Google Shares New Details About its TPU Machine-Learning Chips

Google Shares New Details About its TPU Machine-Learning Chips

The Tensor Processing Unit chips, which were announced in May 2016, run 15 to 30 times faster than contemporary CPUs and GPUs, says Google.

Since 2015, Google has been using its own internally-developed Tensor Processing Unit (TPU) chips to run machine-learning applications inside its data centers at speeds 15 to 30 times faster than traditional CPUs and GPUs. 

Though the company unveiled the existence of the TPU chips back in May of 2016, it only now is revealing more of the technological details of the chips, which were developed by Google to continue and advance the compute-intensive machine learning processes it has been using in its products for more than 15 years.

"The need for TPUs really emerged about six years ago, when we started using computationally expensive deep learning models in more and more places throughout our products," Norm Jouppi, a Distinguished Hardware Engineer at Google, wrote in an April 5 post on the Google Cloud Platform Blog. "The computational expense of using these models had us worried. If we considered a scenario where people use Google voice search for just three minutes a day and we ran deep neural nets for our speech recognition system on the processing units we were using, we would have had to double the number of Google data centers."

That need led to the creation of TPU chips to help increase compute power without requiring an expansion of data centers, wrote Jouppi.  

And speed is what the TPU chips bring to the process, he wrote, with performance 15 to 30 times above the compute power of typical CPUs and GPUs on production artificial intelligence workloads, along with vastly increased energy efficiency. The TPU chips offer 30 to 80 times higher energy efficiency compared with standard chips using the TOPS/Watt measure (tera-operations [trillion or 1012 operations] of computation per Watt of energy consumed), according to Jouppi. 

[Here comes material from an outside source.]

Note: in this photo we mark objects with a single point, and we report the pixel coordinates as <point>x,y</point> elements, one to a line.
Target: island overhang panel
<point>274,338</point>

"TPUs allow us to make predictions very quickly, and enable products that respond in fractions of a second," he wrote. "TPUs are behind every search query; they power accurate vision models that underlie products like Google Image Search, Google Photos and the Google Cloud Vision API; they underpin the groundbreaking quality improvements that Google Translate rolled out last year; and they were instrumental in Google DeepMind's victory over Lee Sedol, the first instance of a computer defeating a world champion in the ancient game of Go."

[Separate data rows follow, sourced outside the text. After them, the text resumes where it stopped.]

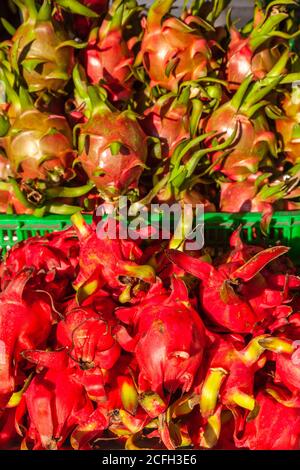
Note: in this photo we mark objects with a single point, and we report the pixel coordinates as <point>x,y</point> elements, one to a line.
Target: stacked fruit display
<point>114,342</point>
<point>110,342</point>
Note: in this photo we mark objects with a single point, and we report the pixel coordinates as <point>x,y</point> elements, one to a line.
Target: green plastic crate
<point>284,229</point>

Google released its expanded details of its TPU development in a presentation at a National Academy of Engineering meeting at the Computer History Museum in Silicon Valley, where it also released a study about the inner workings of the custom TPU chips, wrote Jouppi. More than 70 authors contributed to the report, which details the intricacies, design and thought processes that went into the development of the chips. "It really does take a village to design, verify, implement and deploy the hardware and software of a system like this," he wrote.

A TPU is an application-specific integrated circuit (ASIC) that was built specifically for machine learning. It is designed to use the TensorFlow open source software library, which was originally developed by researchers and engineers working on the Google Brain Team within Google's Machine Intelligence research organization to conduct research on machine learning and deep neural networks, according to Google.

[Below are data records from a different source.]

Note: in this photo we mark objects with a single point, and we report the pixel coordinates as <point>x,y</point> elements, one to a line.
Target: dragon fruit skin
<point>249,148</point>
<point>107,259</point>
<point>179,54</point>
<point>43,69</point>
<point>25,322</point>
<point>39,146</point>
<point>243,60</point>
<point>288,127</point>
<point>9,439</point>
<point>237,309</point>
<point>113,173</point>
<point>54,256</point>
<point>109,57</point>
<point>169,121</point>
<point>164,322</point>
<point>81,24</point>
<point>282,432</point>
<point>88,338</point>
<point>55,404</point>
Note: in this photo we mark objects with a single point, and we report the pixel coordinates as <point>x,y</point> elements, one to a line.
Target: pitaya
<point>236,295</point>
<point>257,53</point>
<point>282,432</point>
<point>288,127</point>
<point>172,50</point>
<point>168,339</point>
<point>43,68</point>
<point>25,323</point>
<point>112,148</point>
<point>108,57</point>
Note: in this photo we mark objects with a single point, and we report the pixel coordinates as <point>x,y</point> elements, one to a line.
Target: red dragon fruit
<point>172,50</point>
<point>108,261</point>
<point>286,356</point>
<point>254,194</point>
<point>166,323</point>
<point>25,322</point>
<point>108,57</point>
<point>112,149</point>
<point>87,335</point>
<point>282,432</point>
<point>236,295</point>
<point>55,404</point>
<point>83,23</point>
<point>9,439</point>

TPU chips are tailored to machine learning applications, allowing the chips to be more tolerant of reduced computational precision, which means it requires fewer transistors per operation, according to Google. Due to that inherent efficiency, the chips can squeeze more operations per second into the silicon using more sophisticated and powerful machine learning models to get results more rapidly. 

Each TPU chip can be installed in a data center rack on a board that fits into a hard disk drive slot.